5. Take time out to notice your environment. There are so many things we take for granted, especially during the holiday rush: clean water, hot water, dishes in the sink because we have food to eat, laundry because we have clothes to wear, the physical ability to get out of bed, a place to live, toothpaste, a doctor and pharmacies that actually have medicine, even warm beds in which to sleep. This is not to say that there are not issues and challenges which should be addressed, simply that the good often greatly outweighs the bad if we are looking to find it.

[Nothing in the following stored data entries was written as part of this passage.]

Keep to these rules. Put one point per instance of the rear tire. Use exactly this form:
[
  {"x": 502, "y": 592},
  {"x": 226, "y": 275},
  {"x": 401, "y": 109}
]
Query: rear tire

6. Gratitude multiplies when shared, so mention things you are grateful for and mention them often. Tell your coworker you are thankful that she made the coffee this morning. Let your son know you are grateful for his kindness to his sister, or simply thank someone for their smile.

7. Get your family involved. Create a Gratitude Space using a whiteboard, chalkboard or poster paper. Family thankful notes “in the moment” are sure to make you smile!

             While I will always look forward to my dad’s savory sausage stuffing, sweet potatoes with marshmallows and brown sugar, juicy slices of turkey and tangy cranberry sauce followed by a slice of my mom’s delicious pumpkin pie, I think what I am most looking forward to this year is my turn to share the many wonderful blessings I have found in the every day.